Configuration (config.py):
model_config = {
"vocab_size": 8000,
"n_embd": 128, # Embedding dimension
"n_heads": 4, # Number of attention heads
"n_layers": 6, # Number of transformer layers
"block_size": 128, # Context window size
}
The Model (model.py):
import torch
import torch.nn as nn
import math
class TinyGPT(nn.Module):
def __init__(self, config):
super().__init__()
self.tok_embed = nn.Embedding(config["vocab_size"], config["n_embd"])
self.pos_embed = nn.Parameter(torch.zeros(1, config["block_size"], config["n_embd"]))
self.blocks = nn.ModuleList([
DecoderBlock(config) for _ in range(config["n_layers"])
])
self.ln_f = nn.LayerNorm(config["n_embd"])
self.head = nn.Linear(config["n_embd"], config["vocab_size"], bias=False)
def forward(self, idx):
B, T = idx.shape
tok = self.tok_embed(idx)
pos = self.pos_embed[:, :T, :]
x = tok + pos
for block in self.blocks:
x = block(x)
x = self.ln_f(x)
logits = self.head(x)
return logits
class DecoderBlock(nn.Module):
def __init__(self, config):
super().__init__()
self.attn = nn.MultiheadAttention(
embed_dim=config["n_embd"],
num_heads=config["n_heads"],
batch_first=True
)
self.ln1 = nn.LayerNorm(config["n_embd"])
self.ff = nn.Sequential(
nn.Linear(config["n_embd"], 4*config["n_embd"]),
nn.GELU(),
nn.Linear(4*config["n_embd"], config["n_embd"])
)
self.ln2 = nn.LayerNorm(config["n_embd"])
def forward(self, x):
# Causal mask to prevent attending to future tokens
attn_mask = torch.triu(
torch.ones(x.size(1), x.size(1)), diagonal=1
).bool().to(x.device)
attn_output, _ = self.attn(x, x, x, attn_mask=attn_mask)
x = x + attn_output
x = self.ln1(x)
ff_output = self.ff(x)
x = x + ff_output
x = self.ln2(x)
return x
Step 4: Training Loop
Now we bring it all together in a training loop.
# train.py
import torch
from model import TinyGPT
from tokenizer import tokenizer # Assuming you load your saved tokenizer
from config import model_config
# ... (Load data and encode helper functions here) ...
device = "cuda" if torch.cuda.is_available() else "cpu"

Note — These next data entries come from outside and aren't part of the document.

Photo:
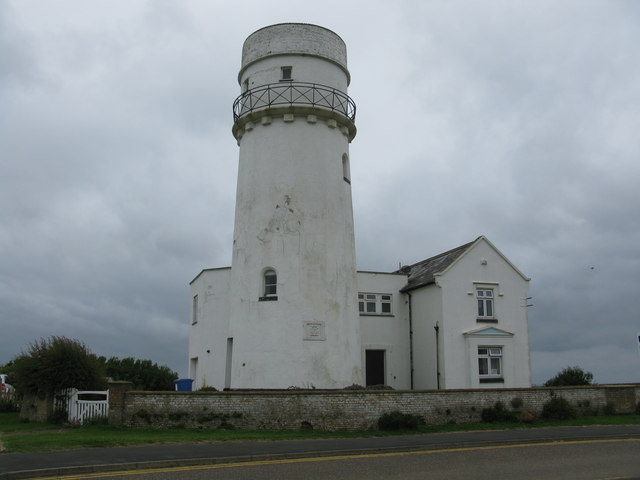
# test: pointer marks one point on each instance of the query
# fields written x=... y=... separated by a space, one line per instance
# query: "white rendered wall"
x=208 y=336
x=294 y=215
x=426 y=309
x=388 y=333
x=460 y=366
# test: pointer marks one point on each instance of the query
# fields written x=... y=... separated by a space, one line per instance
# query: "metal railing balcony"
x=294 y=93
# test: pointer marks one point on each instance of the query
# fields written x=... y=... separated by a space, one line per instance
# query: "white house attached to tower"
x=292 y=310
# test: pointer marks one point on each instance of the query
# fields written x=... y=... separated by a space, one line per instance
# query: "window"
x=346 y=171
x=269 y=285
x=286 y=74
x=485 y=303
x=490 y=363
x=375 y=304
x=194 y=310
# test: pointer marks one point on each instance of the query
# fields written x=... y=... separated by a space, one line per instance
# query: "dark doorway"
x=374 y=367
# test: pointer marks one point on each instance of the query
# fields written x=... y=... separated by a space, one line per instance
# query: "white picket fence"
x=83 y=405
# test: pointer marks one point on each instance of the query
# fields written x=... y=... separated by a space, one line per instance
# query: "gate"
x=84 y=405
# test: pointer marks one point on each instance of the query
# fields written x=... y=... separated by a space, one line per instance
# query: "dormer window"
x=269 y=285
x=286 y=74
x=485 y=303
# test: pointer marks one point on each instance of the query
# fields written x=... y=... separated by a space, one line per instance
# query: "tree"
x=570 y=376
x=55 y=364
x=144 y=374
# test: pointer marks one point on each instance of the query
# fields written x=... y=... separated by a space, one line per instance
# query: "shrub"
x=210 y=389
x=558 y=409
x=497 y=413
x=355 y=386
x=397 y=420
x=570 y=376
x=8 y=406
x=55 y=364
x=144 y=374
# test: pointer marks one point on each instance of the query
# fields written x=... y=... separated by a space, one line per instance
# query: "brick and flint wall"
x=350 y=409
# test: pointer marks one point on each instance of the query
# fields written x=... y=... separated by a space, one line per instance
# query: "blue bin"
x=183 y=384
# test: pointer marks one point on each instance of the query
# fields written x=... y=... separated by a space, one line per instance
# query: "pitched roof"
x=423 y=273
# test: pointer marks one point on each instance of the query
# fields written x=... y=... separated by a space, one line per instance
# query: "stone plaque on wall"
x=314 y=331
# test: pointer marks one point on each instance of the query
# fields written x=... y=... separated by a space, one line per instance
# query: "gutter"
x=410 y=343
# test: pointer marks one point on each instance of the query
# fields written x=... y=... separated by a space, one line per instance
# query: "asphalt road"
x=589 y=459
x=468 y=444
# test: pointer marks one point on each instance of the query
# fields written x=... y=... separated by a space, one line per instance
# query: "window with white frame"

model = TinyGPT(model_config).to(device)
opt = torch.optim.AdamW(model.parameters(), lr=3e-4)
# Simple training loop
for epoch in range(10):
# In a real script, you'd iterate over batches here
for x, y in get_batches(encoded_data, batch_size=32, block_size=128):
x, y = x.to(device), y.to(device)
logits = model(x)
loss = torch.nn.functional.cross_entropy(
logits.view(-1, logits.size(-1)),
y.view(-1)
)
opt.zero_grad()
loss.backward()
opt.step()
print(f"Epoch {epoch} Loss: {loss.item()}")
torch.save(model.state_dict(), "tiny_llm.pt")
Step 5: Generation
Once trained, we can generate text!
# inference.py
def generate(model, tokenizer, prompt, max_new_tokens=50):
model.eval()
tokens = tokenizer.encode(prompt).ids
idx = torch.tensor(tokens)[None].to(device)
for _ in range(max_new_tokens):
logits = model(idx)
# Greedy decoding: pick the most likely next token
next_token = torch.argmax(logits[:, -1, :], dim=-1)
idx = torch.cat([idx, next_token.unsqueeze(0)], dim=1)
return tokenizer.decode(idx[0].tolist())
print(generate(model, tokenizer, "The story begins", 80))
Why Do This?
Building a tiny LLM demystifies the "magic" of AI. You learn:
Tokenization: How text becomes numbers.
Attention: How the model relates words to each other.
Training Dynamics: How loss decreases and the model "learns" structure.
Once you have this running, you can experiment with scaling up, adding more layers, or trying different datasets. Happy coding!